L’élimination du Togo du tournoi qualificatif UFOA-B des moins de 20 ans relance, une fois encore, le débat sur la responsabilité du sélectionneur Ametokodo Messan. Avec un bilan de dix défaites, quatre matchs nuls et une seule victoire à la tête de cette sélection en 15 matchs , les critiques sont nombreuses. Pour beaucoup d’observateurs, le technicien togolais devrait quitter son poste. Mais au-delà des chiffres, une question fondamentale mérite d’être posée : Ametokodo Messan est-il réellement le principal responsable des échecs répétés des U-20 du Togo ?
À première vue, les statistiques plaident contre lui. Pourtant, réduire les difficultés du football togolais à la seule responsabilité d’un entraîneur serait une analyse simpliste.

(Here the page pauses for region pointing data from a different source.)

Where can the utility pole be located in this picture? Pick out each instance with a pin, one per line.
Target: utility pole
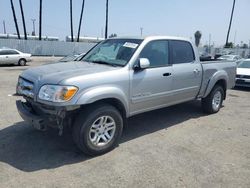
(209, 43)
(34, 31)
(106, 26)
(24, 26)
(4, 29)
(141, 28)
(235, 34)
(102, 33)
(71, 22)
(15, 20)
(40, 20)
(230, 23)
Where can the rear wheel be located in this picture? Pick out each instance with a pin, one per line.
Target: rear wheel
(98, 129)
(22, 62)
(212, 103)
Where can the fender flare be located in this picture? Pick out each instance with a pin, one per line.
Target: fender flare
(219, 75)
(95, 94)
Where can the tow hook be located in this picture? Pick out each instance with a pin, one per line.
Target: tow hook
(60, 120)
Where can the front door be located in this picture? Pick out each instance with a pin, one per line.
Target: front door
(187, 73)
(151, 87)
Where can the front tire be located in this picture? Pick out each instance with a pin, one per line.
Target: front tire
(98, 129)
(212, 103)
(22, 62)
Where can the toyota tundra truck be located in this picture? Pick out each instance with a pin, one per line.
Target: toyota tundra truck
(117, 79)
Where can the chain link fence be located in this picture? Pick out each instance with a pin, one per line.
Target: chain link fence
(46, 48)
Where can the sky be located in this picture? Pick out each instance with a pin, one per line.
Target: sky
(126, 17)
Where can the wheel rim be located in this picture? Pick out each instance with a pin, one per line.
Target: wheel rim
(22, 62)
(102, 131)
(217, 100)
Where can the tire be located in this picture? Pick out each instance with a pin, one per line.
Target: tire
(22, 62)
(97, 119)
(212, 103)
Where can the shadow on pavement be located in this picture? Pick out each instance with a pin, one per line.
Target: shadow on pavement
(29, 150)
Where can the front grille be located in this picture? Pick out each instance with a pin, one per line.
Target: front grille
(242, 76)
(242, 82)
(25, 87)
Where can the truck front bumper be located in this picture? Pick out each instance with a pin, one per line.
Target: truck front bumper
(28, 114)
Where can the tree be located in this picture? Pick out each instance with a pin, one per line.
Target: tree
(197, 36)
(71, 22)
(80, 21)
(14, 16)
(24, 26)
(106, 25)
(231, 18)
(40, 20)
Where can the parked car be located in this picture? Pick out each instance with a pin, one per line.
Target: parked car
(243, 73)
(72, 58)
(117, 79)
(229, 57)
(13, 56)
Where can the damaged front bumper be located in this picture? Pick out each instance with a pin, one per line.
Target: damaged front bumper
(43, 116)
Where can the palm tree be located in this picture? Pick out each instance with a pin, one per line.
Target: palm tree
(106, 26)
(14, 16)
(80, 21)
(229, 28)
(40, 20)
(197, 36)
(71, 22)
(24, 27)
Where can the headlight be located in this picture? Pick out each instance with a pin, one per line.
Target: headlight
(56, 93)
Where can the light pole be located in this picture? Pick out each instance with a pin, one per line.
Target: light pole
(106, 24)
(33, 32)
(4, 29)
(230, 23)
(141, 31)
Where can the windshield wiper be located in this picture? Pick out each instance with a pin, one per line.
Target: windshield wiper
(105, 63)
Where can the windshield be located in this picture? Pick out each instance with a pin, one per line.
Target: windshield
(244, 64)
(226, 57)
(116, 52)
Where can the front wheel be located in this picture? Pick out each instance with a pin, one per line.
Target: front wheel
(98, 129)
(212, 103)
(22, 62)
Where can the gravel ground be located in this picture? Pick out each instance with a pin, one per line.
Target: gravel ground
(177, 146)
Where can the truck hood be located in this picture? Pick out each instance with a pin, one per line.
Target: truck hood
(56, 72)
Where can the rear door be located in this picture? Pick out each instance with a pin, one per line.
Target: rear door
(187, 73)
(4, 57)
(151, 87)
(13, 56)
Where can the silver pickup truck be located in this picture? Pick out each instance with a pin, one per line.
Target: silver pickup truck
(117, 79)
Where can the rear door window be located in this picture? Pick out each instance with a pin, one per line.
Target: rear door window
(11, 52)
(182, 52)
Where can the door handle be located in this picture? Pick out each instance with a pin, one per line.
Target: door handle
(167, 74)
(196, 71)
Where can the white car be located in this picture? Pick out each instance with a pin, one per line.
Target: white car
(243, 73)
(12, 56)
(229, 57)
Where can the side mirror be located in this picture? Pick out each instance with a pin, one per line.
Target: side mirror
(142, 64)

Le paradoxe est d’ailleurs frappant. Sur la scène nationale, Ametokodo Messan fait partie des entraîneurs les plus performants de sa génération. Ancien international togolais, il a conduit l’ASKO à deux titres de champion consécutifs avant de réaliser le même exploit avec l’ASCK. Un tel palmarès ne peut être le fruit du hasard.
Et son cas est loin d’être isolé.
Avant lui, plusieurs techniciens réputés ont occupé le banc des Éperviers U-20 sans parvenir à inverser la tendance. Le regretté Ayivi Ekoué, considéré comme l’un des meilleurs entraîneurs de l’histoire du football togolais et seul technicien national à avoir qualifié un club togolais ( AS Togo port) pour la phase de groupes de la Ligue des champions de la CAF, n’avait pas non plus obtenu les résultats espérés avec cette sélection. Adam Fazazi, le regretté Gnéni Sebabi ou encore Jonas Komlan, qui s’est illustré avec les sélections des jeunes au Mali, ont également échoué dans cette mission.
Lorsque plusieurs entraîneurs aux profils et aux compétences reconnus connaissent les mêmes difficultés, il devient légitime de s’interroger : le véritable problème est-il sur le banc de touche ou ailleurs ?
Le mal semble en réalité plus profond.
Les sélections de jeunes sont le reflet de la qualité du travail effectué à la base. Or, au Togo, les compétitions régulières de jeunes sont rares, voire inexistantes. Les sélectionneurs sont ainsi contraints de puiser essentiellement dans les centres de formation. Mais une autre interrogation s’impose : quelle est réellement la qualité de la formation dispensée dans ces académies ?
Au-delà des infrastructures, c’est aussi la qualification des formateurs qui interpelle. Quel est le niveau des entraîneurs chargés de développer les jeunes talents ? Disposent-ils des compétences et des diplômes nécessaires pour accompagner efficacement les futurs internationaux ? Sans une politique cohérente de formation des éducateurs, il est difficile d’espérer voir émerger une génération capable de rivaliser avec les meilleures équipes de la sous-région.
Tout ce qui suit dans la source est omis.